Monday, May 18, 2015

 

Owners of Multiple Houses

Jonathan Martin and Mike Allen, "McCain unsure how many houses he owns," Politico (August 21, 2008):
Sen. John McCain (R-Ariz.) said in an interview Wednesday that he was uncertain how many houses he and his wife, Cindy, own.

"I think — I'll have my staff get to you," McCain told Politico in Las Cruces, N.M. "It's condominiums where — I'll have them get to you."
Martial 7.73 (tr. D.R. Shackleton Bailey):
You have a house on the Esquiline, and a house on Diana’s hill, and Patrician Row has a roof of yours. From one you view the shrine of bereaved Cybele, from another that of Vesta, from this Jupiter’s new temple, from that the old one. Tell me where I am to meet you, in what quarter to look for you. Who lives everywhere, Maximus, lives nowhere.
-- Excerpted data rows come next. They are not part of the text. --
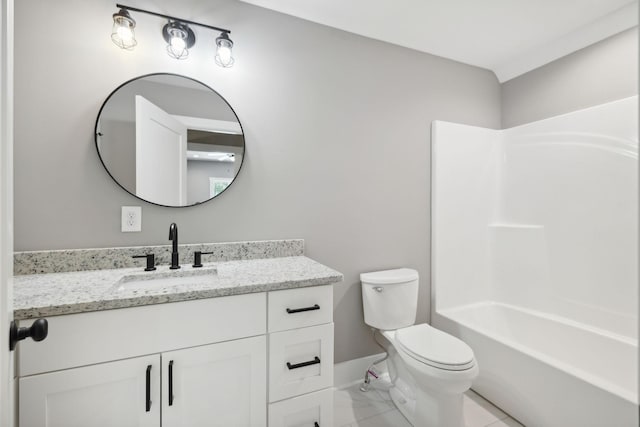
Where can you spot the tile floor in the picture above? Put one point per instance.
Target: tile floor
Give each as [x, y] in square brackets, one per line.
[353, 408]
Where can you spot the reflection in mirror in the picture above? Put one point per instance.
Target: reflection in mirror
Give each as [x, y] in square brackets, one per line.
[169, 140]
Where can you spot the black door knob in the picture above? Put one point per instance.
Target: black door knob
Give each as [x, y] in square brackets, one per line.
[37, 331]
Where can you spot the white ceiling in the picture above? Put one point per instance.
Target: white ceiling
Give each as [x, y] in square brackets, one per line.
[509, 37]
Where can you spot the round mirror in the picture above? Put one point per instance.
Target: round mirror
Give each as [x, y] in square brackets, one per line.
[169, 140]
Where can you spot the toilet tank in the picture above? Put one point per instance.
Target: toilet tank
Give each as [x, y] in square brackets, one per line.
[390, 298]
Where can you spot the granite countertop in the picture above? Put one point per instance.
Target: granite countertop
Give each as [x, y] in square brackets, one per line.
[53, 294]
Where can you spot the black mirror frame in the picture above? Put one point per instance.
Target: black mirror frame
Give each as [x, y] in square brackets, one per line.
[96, 134]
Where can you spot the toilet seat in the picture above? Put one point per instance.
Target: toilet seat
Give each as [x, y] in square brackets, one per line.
[435, 348]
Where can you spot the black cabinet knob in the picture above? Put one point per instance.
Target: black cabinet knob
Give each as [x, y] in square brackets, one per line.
[37, 331]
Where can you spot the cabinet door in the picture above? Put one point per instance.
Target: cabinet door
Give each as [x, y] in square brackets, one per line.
[217, 385]
[104, 395]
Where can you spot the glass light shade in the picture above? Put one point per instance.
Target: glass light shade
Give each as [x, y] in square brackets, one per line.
[224, 55]
[177, 46]
[122, 34]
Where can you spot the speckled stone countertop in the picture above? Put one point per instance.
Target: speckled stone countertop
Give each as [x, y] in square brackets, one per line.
[53, 294]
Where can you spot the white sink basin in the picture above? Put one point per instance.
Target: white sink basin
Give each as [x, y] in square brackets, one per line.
[167, 279]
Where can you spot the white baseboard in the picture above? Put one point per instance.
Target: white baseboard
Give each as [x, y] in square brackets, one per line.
[352, 371]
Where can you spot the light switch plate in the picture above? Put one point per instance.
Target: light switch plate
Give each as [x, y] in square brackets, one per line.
[131, 219]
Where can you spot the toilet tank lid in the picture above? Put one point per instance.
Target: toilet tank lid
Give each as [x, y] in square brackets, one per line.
[386, 277]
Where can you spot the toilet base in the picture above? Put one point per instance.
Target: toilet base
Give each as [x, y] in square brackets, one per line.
[405, 405]
[437, 402]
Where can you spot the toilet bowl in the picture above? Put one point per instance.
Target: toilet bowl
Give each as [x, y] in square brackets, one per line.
[429, 369]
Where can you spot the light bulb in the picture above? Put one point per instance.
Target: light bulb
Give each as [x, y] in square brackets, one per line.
[122, 34]
[125, 33]
[179, 39]
[177, 44]
[224, 55]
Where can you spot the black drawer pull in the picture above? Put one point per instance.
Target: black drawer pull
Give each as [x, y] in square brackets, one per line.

Esquiliis domus est, domus est tibi colle Dianae,
    et tua Patricius culmina vicus habet;
hinc viduae Cybeles, illinc sacraria Vestae,
    inde novum, veterem prospicis inde Iovem.
dic ubi conveniam, dic qua te parte requiram:
    quisquis ubique habitat, Maxime, nusquam habitat.


Dear Mike,

I rather like the Bostonian transposition by Dudley Fitts in Sixty Poems of Martial (New York, Harcourt Brace & World, 1967, p.63), where the verses bear the title '... Are Many Mansions':
That's a fine place you have on Beacon Hill, Max,
and that unlisted duplex out Huntington Avenue,
and the old homestead in Tewksbury.
                                                 From one you can see
the big gilt dome; the second
gives you an uninterrupted ecstatic view
of the Mother Church; the third
commands the County Poorhouse.
                                         And you
invite me to dinner?
                         There?
                                  There?
                                           Or there?
Max, a man who lives everywhere
                                          lives nowhere.